Asked Aug 30 '15 at 21:27

Active Sep 07 '17 at 06:07

Viewed 568 times

How do I find the full "community history" of how the updates listed by "software updater" made it into my Ubuntu machine?

The question is for the general workflow to obtain the "community history" of updates, not the "community history" of all updates available.

What I am after is for example

Patch(es) related to the update on mailing list(s)
Community discussions about the update
Source code related to the update
Git commits related to the update
People responsible for the update
How does software updater know which repositories to fetch updates from?
If software updater finds updates for a specific package in different repositories, but one is older and the other is newer, how does it select?
etc

Background:
It seems about once or a couple of times each week the "Software updater" displays:

Updated software is available for this computer. Do you want to install it now?

From what I understand, these updates are the same as SRUs - Stable Release Updates? Or are only updates from Canonical/Ubuntu called "SRUs", while non-Canonical/Ubuntu updates are not called SRUs?

Here is a screenshot of my "Software Updater", how do I for example find the "community origin" (patch(es), discussions, etc, if any) of the Chrome update (Available version: 44.0.2403.157-1) which is highlighted in the screenshot? Then when this update is installed, where do I find info about it on my machine?

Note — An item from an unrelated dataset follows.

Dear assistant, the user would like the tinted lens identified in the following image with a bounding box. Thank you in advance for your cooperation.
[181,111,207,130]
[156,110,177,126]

How do I list all the updates installed on my machine and how do I list all the available updates that are not yet installed?

The suggested duplicate of "Show apt-get installed packages history via commandline?" asks about listing packages installed, my question is about updates and how to trace the origin of the updates and how they make into my Ubuntu machine.

edited Sep 07 '17 at 06:07

Zanna

70,465

asked Aug 30 '15 at 21:27

Markus

2 Answers2

First off, an important clarification:

The terms "Stable Release Updates" and "Security Updates" (don't forget them!) apply to packages in main, universe, restricted and multiverse. PPAs or other third-party repositories may have their own release schedules and policies. In your screenshot I see "google-chrome-stable" -- this is not a Ubuntu package and it does not follow the Ubuntu release schedule.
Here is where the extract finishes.